# Predicting House Sale Prices

In this project I will be working with housing data for the city of Ames, Iowa, United States from 2006 to 2010. I'll begin by setting up a pipeline of functions that will let me quickly iterate on different models.

![Screen Shot 2022-10-24 at 9.16.19 AM.png](attachment:77c4c966-dba9-43ab-b5ed-257be0932334.png)

In [26]:
import pandas as pd
from statistics import mode
from sklearn.model_selection import train_test_split
from sklearn.linear_model import LinearRegression
from sklearn.metrics import mean_squared_error
import numpy as np
from sklearn.feature_selection import RFE
from sklearn.linear_model import LogisticRegression
from sklearn.model_selection import KFold

In [16]:
data = pd.read_csv('AmesHousing.tsv', sep='\t')

In [17]:
def transform_features(df):
    return df

def select_features(df):
    return df[["Gr Liv Area", "SalePrice"]]

def train_and_test(df):  
    train = df[:1460]
    test = df[1460:]
    
    numeric_train = train.select_dtypes(include=['integer', 'float'])
    numeric_test = test.select_dtypes(include=['integer', 'float'])
    
    features = numeric_train.columns.drop("SalePrice")
    lr = LinearRegression()
    lr.fit(train[features], train["SalePrice"])
    predictions = lr.predict(test[features])
    mse = mean_squared_error(test["SalePrice"], predictions)
    rmse = np.sqrt(mse)
    
    return rmse

transform_df = transform_features(data)
filtered_df = select_features(transform_df)
rmse = train_and_test(filtered_df)

rmse   

57088.251612639084

## Feature Engineering
- Handle missing values:
    - All columns:
        - Drop any with 5% or more missing values for now.
    - Text columns:
        - Drop any with 1 or more missing values for now.
    - Numerical columns:
        - For columns with missing values, fill in with the most common value in that column

In [22]:
def transform_features(df):
    new_df = df
    numerics_df = new_df.select_dtypes(include=['integer', 'float'])

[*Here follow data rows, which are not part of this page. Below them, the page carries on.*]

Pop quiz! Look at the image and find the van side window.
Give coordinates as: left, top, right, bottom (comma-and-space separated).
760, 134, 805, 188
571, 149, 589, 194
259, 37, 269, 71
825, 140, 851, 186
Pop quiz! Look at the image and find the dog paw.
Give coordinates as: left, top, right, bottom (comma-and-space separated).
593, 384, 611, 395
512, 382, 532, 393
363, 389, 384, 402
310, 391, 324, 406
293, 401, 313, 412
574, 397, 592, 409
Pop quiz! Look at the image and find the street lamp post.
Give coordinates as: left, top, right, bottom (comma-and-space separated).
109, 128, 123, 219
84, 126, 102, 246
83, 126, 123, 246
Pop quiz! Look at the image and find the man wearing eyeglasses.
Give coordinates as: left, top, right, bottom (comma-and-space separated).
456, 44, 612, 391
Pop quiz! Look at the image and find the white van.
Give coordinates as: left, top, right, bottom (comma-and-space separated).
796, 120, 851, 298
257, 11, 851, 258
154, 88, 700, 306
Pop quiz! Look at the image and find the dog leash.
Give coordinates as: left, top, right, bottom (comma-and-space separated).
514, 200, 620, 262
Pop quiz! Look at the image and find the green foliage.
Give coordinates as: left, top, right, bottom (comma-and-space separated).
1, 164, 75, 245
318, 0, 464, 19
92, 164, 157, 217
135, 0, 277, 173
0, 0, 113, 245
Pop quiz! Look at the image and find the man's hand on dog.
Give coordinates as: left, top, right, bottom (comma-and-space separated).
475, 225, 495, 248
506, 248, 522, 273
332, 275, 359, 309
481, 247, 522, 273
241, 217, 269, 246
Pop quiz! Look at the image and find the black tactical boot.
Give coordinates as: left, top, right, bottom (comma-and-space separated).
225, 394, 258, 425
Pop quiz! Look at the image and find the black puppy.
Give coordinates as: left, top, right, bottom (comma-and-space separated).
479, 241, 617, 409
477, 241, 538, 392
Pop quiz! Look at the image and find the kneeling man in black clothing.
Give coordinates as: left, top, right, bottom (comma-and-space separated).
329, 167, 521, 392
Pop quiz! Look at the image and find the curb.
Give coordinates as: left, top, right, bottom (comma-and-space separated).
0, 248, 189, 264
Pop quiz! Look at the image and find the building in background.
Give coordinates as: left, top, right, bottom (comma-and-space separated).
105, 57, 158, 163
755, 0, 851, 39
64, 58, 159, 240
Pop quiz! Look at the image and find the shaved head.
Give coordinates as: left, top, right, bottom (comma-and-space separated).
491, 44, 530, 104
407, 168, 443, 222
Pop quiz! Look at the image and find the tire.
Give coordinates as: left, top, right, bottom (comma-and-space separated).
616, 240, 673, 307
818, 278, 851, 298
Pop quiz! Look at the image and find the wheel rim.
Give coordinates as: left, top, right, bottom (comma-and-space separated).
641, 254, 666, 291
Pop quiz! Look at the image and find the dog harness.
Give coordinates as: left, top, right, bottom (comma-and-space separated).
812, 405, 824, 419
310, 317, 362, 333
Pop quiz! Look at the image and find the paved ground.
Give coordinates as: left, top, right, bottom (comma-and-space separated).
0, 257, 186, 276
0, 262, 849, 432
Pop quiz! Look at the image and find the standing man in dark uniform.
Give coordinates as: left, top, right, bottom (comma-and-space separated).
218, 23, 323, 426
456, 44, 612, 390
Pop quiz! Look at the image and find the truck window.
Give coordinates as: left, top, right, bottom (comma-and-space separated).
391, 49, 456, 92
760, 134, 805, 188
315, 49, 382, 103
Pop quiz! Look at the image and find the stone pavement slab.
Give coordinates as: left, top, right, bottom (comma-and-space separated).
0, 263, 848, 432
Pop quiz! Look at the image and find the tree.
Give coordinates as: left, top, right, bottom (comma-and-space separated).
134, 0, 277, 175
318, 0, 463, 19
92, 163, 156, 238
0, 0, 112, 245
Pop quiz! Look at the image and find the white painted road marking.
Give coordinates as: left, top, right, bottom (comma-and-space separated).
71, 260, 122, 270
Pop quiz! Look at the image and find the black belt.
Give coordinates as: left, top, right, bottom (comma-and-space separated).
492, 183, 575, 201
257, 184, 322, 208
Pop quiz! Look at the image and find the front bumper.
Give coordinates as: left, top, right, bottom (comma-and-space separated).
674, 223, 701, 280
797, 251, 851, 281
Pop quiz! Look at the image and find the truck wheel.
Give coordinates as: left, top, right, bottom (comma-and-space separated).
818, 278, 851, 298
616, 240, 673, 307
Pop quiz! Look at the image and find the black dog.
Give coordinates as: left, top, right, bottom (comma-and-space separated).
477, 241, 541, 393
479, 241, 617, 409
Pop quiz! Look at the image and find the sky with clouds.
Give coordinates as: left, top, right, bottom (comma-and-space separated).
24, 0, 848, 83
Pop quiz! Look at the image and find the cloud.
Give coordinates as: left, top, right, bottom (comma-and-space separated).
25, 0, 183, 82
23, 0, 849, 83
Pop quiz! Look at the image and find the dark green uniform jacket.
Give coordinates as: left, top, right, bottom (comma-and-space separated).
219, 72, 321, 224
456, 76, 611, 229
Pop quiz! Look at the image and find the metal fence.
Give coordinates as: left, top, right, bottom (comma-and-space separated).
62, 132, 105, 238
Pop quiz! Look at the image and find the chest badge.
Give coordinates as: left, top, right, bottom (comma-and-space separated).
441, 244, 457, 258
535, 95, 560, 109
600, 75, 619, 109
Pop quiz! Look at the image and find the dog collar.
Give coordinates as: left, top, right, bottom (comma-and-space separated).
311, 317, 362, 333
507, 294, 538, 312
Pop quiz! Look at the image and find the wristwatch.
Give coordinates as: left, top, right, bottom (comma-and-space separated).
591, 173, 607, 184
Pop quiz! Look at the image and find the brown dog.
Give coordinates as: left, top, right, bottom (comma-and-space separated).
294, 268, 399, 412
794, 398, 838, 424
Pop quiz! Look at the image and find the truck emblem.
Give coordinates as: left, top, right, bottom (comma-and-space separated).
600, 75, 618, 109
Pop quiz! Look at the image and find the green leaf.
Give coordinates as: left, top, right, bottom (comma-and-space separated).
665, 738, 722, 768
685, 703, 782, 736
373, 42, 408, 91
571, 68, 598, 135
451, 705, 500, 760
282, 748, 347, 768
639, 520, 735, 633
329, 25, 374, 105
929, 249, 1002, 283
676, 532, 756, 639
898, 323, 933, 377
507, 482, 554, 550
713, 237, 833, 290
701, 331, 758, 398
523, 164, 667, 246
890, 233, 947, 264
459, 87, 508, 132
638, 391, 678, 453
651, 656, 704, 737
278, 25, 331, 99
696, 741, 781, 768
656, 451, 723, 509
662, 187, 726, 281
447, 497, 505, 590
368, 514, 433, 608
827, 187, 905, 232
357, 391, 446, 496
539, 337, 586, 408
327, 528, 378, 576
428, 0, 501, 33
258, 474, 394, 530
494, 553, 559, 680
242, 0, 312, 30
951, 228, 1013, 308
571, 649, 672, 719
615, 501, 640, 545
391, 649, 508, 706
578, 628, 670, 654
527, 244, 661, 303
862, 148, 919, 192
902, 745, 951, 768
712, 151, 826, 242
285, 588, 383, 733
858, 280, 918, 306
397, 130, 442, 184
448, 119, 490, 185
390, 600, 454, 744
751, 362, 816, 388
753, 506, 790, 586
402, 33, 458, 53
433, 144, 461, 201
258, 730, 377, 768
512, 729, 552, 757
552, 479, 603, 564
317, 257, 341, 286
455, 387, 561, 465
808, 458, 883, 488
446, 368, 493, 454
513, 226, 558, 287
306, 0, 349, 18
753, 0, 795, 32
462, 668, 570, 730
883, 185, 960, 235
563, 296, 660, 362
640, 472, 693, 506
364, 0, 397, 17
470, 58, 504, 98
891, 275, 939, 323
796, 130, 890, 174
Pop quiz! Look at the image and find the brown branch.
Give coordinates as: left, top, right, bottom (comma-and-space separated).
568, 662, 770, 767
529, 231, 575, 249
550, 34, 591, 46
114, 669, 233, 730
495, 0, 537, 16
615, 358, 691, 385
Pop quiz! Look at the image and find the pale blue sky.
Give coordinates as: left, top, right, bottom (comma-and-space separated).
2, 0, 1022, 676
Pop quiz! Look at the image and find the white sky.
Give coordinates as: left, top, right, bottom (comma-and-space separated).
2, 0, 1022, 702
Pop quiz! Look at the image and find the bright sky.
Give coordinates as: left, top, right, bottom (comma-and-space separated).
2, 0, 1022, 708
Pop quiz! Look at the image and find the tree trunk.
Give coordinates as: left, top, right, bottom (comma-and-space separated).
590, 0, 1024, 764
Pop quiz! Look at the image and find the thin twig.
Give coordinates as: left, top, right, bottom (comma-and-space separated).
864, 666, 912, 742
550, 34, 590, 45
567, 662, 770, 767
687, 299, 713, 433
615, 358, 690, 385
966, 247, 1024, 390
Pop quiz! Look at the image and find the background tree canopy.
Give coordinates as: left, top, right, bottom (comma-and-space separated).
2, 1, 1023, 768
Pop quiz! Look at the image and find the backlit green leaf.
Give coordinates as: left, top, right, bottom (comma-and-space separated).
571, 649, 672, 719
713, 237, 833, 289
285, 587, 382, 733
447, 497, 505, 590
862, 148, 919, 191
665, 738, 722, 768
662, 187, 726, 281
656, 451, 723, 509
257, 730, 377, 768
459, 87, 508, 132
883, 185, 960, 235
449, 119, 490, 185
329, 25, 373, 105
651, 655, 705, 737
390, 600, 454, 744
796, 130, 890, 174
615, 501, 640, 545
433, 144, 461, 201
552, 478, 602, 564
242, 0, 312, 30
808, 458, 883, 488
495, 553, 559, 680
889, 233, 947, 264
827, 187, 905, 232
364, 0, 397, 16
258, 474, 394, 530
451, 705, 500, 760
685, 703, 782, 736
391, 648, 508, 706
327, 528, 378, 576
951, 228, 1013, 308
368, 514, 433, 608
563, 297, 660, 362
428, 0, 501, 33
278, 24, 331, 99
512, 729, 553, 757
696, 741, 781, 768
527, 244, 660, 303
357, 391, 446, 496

    for idx, row in ((numerics_df.isnull().sum())/len(numerics_df)).iteritems():
        if 0 < row < 0.05:
            idx = str(idx)
            new_df[idx] = numerics_df[idx].fillna(mode(numerics_df[idx]))
        elif row > 0.05:
            new_df = new_df.drop(columns = idx)
        else: pass
        
    for idx, row in ((new_df.isnull().sum())/len(new_df)).iteritems():
        if row > 0.05:
            new_df = new_df.drop(columns = idx)        
        else: pass
    
    new_df['Years Since Remod'] = new_df['Year Remod/Add'] - new_df['Year Built']
    new_df['Years Before Sale'] = new_df['Yr Sold'] - new_df['Year Remod/Add']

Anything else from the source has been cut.